Posterior predictive checks

Posterior predictive checks #

By default, the posterior predictive checks produced by the model API include stratum_id and unit_code. We include these elements by default because they correspond directly to subscripts in the model. You can specify additional variables for post-hoc model checking via ppc facets. Performing posterior predictive checks is an essential step in modeling process. These checks essentially allow you to evaluate whether your model can generate new data that are similar to your observed data. The posterior predictive check process involves generating many new data sets from your model from what is called the posterior predictive distribution, and comparing charateristics (e.g. the mean and/or variance of the data set) of those simulated data sets those same characteristics of data used for model fitting. If you have a very good model that fits your data well, then in the case of the mean, you should expect the true mean of your data set to fall right around the 50th percentile of the distribution of means from the simulated datasets (the same goes for variance or other quantites).

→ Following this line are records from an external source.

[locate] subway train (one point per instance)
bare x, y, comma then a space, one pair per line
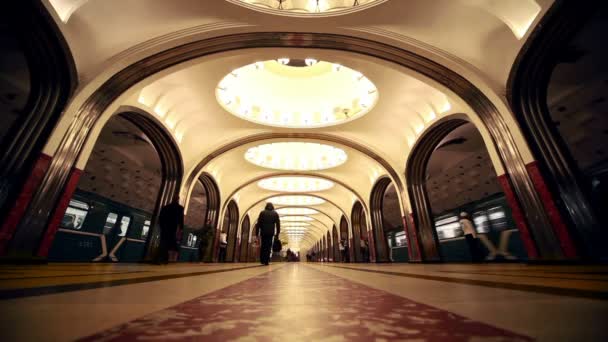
95, 228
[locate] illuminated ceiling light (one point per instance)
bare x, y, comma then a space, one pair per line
295, 184
310, 7
296, 200
296, 218
296, 156
272, 89
298, 224
297, 211
310, 61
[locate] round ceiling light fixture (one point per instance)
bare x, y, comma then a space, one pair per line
295, 218
295, 224
296, 200
295, 184
296, 156
297, 211
308, 7
296, 93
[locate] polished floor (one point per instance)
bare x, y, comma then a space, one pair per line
303, 302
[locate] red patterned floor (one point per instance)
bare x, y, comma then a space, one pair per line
298, 303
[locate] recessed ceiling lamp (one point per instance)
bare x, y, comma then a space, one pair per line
295, 184
295, 229
297, 211
295, 224
309, 7
296, 200
294, 218
296, 156
296, 93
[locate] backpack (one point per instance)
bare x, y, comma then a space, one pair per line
277, 245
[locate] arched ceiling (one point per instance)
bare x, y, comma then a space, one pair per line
478, 38
487, 34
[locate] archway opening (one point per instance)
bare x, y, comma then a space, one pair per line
330, 249
200, 223
230, 227
360, 236
336, 244
112, 212
459, 181
347, 254
245, 231
387, 224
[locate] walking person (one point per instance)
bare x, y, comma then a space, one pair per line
470, 234
171, 221
223, 246
344, 250
364, 251
267, 227
205, 238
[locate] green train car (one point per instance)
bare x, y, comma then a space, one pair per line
95, 228
497, 236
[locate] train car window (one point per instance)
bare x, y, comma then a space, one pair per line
400, 239
75, 214
124, 225
498, 218
448, 228
481, 221
191, 241
110, 222
145, 229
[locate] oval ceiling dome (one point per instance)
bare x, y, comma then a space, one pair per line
308, 7
296, 93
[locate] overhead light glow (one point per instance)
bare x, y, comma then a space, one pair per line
296, 93
297, 211
295, 184
295, 218
296, 200
296, 156
311, 7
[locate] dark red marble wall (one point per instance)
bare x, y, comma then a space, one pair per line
62, 205
27, 191
559, 227
518, 217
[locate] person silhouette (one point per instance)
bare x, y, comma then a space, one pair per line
171, 222
265, 230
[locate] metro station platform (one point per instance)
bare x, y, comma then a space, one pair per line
303, 302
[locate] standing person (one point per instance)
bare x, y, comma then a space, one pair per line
205, 237
171, 221
223, 246
265, 229
470, 235
344, 250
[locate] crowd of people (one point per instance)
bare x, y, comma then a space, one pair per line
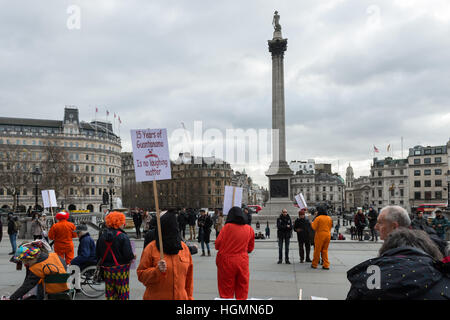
410, 248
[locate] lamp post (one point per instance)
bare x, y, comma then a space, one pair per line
448, 190
37, 177
111, 185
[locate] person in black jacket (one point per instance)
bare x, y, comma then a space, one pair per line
408, 267
372, 216
303, 228
114, 251
192, 217
284, 233
137, 220
182, 221
204, 230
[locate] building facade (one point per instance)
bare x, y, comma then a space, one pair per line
196, 183
428, 174
77, 159
319, 188
389, 180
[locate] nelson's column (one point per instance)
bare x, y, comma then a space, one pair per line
279, 173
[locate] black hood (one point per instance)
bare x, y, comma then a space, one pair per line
236, 216
170, 235
406, 273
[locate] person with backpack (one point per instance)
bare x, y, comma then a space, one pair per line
204, 230
114, 252
360, 223
13, 229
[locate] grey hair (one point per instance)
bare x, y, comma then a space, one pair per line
404, 237
397, 214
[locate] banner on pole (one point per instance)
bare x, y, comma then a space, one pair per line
301, 201
49, 198
232, 198
151, 154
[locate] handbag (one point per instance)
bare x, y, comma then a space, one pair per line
98, 273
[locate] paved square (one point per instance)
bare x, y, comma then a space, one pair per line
267, 278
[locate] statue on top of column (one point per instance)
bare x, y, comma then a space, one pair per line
276, 21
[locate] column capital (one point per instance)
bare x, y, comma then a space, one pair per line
277, 46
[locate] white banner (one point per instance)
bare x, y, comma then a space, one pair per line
151, 154
301, 201
49, 198
232, 198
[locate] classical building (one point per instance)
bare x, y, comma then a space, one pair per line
389, 182
319, 188
196, 183
76, 159
428, 174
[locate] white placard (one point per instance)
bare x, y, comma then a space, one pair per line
49, 198
228, 201
151, 154
301, 201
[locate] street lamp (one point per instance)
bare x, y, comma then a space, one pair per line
111, 185
37, 177
448, 190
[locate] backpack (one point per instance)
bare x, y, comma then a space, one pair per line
17, 225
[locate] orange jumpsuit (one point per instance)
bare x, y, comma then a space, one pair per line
178, 281
62, 233
233, 244
322, 226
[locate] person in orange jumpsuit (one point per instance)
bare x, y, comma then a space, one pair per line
171, 278
322, 225
62, 233
235, 241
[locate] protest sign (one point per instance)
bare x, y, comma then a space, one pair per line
232, 198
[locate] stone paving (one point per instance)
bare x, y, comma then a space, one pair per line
268, 280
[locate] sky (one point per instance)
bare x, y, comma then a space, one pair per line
358, 74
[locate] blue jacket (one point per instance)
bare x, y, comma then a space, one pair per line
86, 249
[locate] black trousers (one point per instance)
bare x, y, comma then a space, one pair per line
304, 245
286, 241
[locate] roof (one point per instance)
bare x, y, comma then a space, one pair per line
30, 122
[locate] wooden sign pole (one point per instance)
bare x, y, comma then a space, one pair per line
158, 221
51, 209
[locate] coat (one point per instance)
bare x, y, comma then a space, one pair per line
284, 226
406, 273
121, 247
178, 281
303, 229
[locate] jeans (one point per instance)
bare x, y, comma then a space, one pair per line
286, 241
12, 239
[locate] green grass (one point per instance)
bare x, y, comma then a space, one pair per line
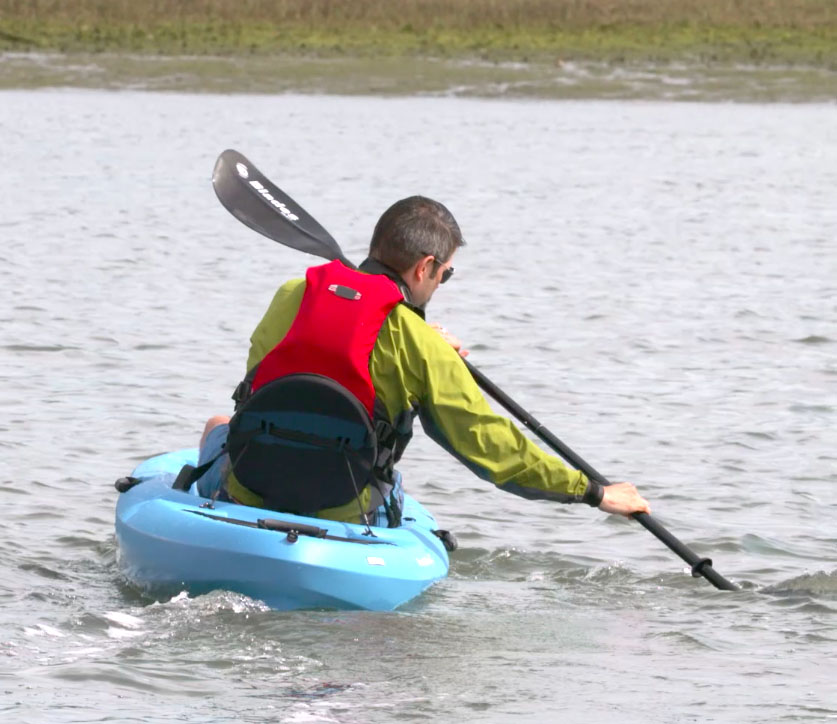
721, 31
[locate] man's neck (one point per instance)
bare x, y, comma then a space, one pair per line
370, 265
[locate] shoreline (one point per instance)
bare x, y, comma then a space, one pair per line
410, 76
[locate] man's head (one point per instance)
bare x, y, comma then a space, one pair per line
417, 237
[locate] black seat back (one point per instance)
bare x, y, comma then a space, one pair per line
299, 441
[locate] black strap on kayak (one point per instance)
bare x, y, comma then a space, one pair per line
293, 530
189, 473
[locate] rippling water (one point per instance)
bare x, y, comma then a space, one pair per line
656, 282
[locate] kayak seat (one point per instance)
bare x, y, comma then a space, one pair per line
303, 442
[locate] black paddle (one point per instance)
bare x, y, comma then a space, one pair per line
254, 200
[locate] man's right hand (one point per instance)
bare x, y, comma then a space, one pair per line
623, 499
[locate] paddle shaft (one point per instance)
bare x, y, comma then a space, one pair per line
257, 202
700, 566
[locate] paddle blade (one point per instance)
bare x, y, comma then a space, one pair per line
257, 202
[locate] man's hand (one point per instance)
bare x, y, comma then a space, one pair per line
450, 339
623, 499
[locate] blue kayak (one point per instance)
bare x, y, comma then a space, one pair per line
172, 540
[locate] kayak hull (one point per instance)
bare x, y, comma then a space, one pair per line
172, 540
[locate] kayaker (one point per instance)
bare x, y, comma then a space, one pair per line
415, 370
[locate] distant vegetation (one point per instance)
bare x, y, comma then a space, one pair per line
752, 31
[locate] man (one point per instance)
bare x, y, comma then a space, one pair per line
413, 370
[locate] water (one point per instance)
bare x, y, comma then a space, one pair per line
654, 281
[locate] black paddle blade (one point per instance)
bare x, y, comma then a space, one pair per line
255, 201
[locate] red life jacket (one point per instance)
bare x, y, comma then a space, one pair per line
307, 436
334, 331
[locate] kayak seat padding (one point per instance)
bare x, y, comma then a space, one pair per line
303, 442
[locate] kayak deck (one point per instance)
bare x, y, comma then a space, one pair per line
170, 540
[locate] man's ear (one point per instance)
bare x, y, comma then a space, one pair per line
423, 267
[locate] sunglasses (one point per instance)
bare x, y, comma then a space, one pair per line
446, 274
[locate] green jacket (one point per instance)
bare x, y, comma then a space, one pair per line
415, 371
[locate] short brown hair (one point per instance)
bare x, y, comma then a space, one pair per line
412, 228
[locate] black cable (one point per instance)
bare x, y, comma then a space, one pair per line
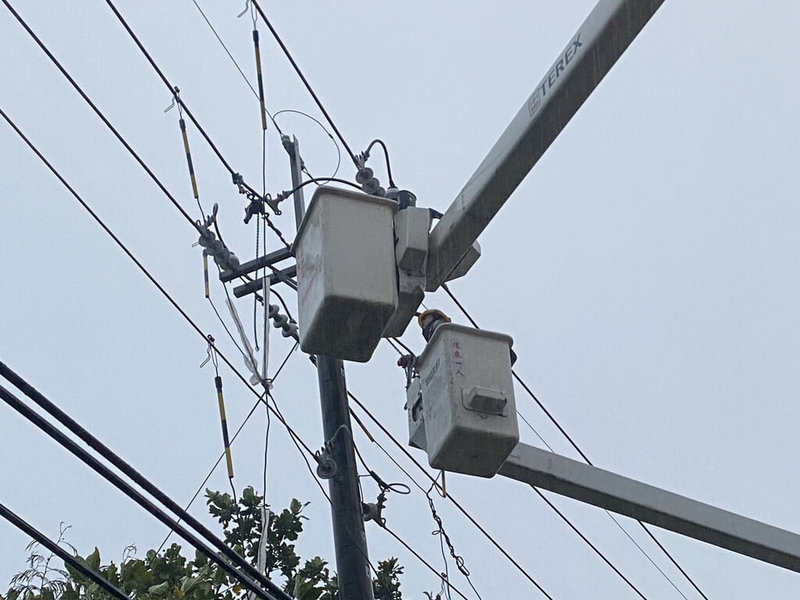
97, 111
286, 194
141, 267
70, 560
298, 442
233, 439
238, 68
386, 155
274, 592
171, 88
305, 81
444, 579
211, 471
588, 542
328, 133
586, 459
472, 520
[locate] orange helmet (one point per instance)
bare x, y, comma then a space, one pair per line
433, 312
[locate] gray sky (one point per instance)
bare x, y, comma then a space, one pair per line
646, 268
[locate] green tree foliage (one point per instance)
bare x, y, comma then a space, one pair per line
171, 575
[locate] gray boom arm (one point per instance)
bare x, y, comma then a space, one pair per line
605, 34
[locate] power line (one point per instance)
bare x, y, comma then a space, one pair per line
586, 459
472, 520
589, 543
70, 560
172, 91
298, 441
143, 269
248, 581
233, 439
304, 80
97, 111
233, 60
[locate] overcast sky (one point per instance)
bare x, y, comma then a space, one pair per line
647, 268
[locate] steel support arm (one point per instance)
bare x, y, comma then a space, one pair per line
605, 34
650, 504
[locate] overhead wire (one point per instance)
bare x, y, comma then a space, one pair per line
328, 133
248, 576
469, 517
97, 111
293, 435
589, 462
72, 561
301, 445
305, 81
258, 402
171, 89
179, 101
142, 268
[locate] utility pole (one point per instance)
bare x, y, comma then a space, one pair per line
349, 538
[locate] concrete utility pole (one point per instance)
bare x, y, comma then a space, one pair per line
349, 538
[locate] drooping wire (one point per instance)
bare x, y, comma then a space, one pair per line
67, 557
213, 468
97, 111
305, 81
149, 276
328, 133
589, 462
247, 577
296, 440
400, 489
180, 101
440, 531
385, 154
302, 446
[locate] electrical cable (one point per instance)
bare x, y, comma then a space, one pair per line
444, 579
233, 439
328, 133
68, 558
305, 81
272, 117
295, 438
386, 155
298, 442
589, 543
144, 270
589, 462
472, 520
172, 88
271, 591
97, 111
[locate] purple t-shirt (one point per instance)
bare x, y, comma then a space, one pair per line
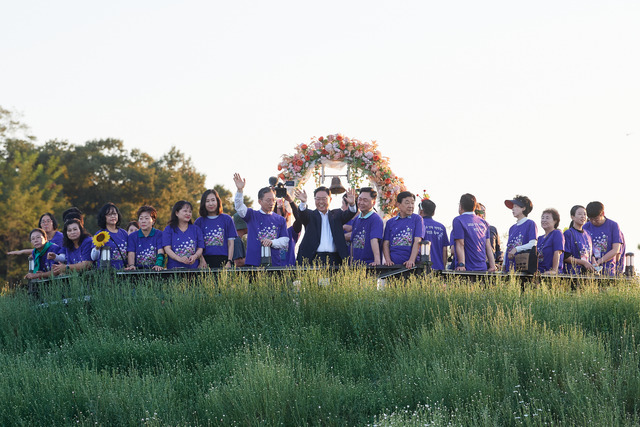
145, 248
365, 229
182, 243
475, 232
603, 238
264, 226
82, 253
519, 234
578, 245
44, 263
436, 233
57, 238
547, 246
216, 233
118, 245
400, 233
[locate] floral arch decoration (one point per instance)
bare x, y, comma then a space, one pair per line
363, 158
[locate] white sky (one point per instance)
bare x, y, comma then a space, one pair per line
495, 98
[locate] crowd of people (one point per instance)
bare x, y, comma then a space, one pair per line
354, 233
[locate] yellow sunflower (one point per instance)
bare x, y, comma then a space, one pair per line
101, 239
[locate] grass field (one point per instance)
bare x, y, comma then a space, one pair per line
230, 350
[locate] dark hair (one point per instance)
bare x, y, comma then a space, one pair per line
66, 242
102, 215
203, 203
594, 209
554, 214
41, 231
528, 205
373, 193
173, 222
263, 191
468, 202
322, 188
148, 209
428, 207
72, 212
573, 211
53, 220
403, 195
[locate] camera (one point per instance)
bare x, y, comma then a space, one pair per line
280, 188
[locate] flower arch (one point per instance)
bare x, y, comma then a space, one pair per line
364, 159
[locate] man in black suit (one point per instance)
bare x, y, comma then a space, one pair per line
323, 239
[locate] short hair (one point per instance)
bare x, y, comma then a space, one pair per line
66, 242
72, 212
54, 223
428, 207
148, 209
203, 203
594, 209
263, 191
102, 215
322, 188
372, 193
554, 214
403, 195
468, 202
41, 231
528, 205
173, 222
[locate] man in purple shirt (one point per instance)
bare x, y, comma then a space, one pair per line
606, 237
367, 231
472, 238
435, 233
265, 228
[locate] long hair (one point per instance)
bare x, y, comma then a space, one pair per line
102, 215
203, 203
68, 243
173, 222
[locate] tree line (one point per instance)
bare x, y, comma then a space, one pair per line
50, 177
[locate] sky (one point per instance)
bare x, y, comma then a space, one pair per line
494, 98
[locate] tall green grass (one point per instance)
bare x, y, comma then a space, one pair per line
296, 350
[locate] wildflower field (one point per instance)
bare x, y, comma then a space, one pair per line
296, 350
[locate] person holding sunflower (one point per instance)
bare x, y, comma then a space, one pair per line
109, 219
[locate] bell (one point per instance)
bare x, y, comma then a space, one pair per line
336, 186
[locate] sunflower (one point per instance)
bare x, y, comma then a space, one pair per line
101, 239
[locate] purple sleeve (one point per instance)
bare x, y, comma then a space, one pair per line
387, 230
458, 231
230, 228
85, 249
199, 238
419, 227
131, 242
557, 244
167, 235
377, 227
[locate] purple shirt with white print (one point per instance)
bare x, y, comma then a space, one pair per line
216, 232
474, 231
401, 233
145, 248
364, 229
520, 234
182, 243
603, 238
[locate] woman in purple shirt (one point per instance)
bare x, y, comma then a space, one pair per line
550, 244
109, 219
218, 231
183, 242
578, 248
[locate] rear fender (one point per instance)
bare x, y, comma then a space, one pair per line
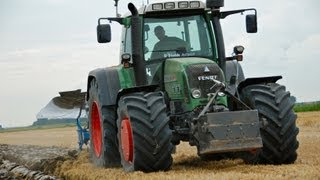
108, 82
148, 88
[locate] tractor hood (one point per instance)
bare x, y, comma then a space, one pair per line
183, 76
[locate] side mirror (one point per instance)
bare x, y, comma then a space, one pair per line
214, 4
103, 33
251, 23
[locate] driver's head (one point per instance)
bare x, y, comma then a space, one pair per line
159, 32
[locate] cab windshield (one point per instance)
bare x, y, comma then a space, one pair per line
186, 36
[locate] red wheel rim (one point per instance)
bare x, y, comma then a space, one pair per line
126, 140
96, 129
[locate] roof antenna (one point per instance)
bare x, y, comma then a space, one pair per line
116, 5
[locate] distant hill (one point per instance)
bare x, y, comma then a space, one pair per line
63, 109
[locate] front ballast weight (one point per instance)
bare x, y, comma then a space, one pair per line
226, 131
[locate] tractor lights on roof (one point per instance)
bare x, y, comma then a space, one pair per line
175, 6
238, 49
183, 4
157, 7
194, 4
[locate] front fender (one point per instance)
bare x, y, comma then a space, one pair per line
258, 80
108, 84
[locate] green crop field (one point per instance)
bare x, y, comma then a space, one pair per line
305, 107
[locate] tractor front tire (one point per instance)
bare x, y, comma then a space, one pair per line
103, 133
144, 135
277, 123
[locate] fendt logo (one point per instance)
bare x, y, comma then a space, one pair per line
207, 78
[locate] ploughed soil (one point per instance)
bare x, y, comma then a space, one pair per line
51, 152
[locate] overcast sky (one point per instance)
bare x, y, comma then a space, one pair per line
47, 46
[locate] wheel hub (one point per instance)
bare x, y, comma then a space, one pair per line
126, 140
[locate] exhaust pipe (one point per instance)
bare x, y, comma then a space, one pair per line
139, 64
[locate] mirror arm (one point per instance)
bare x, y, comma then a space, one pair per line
224, 14
116, 19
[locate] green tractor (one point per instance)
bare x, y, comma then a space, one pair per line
174, 83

A posterior predictive check identifies this quantile (which is often referred to as a Bayesian p value). A Bayesian p value that is very close to 0 or 1 (a rule of thumb that is often used is greater than 0.8 or less than 0.2) may suggest a poor model fit.

Syntax #

ppc facets:
  - cal_year

Usage #

Values under ppc facets correspond to columns from the original response or covariate data. When supplied, the output directory will include additional checks. In the example above, you would see a folder named “ppc/cal_year” appear beneath “02-checking” with – in this case – test statistics for each calendar year.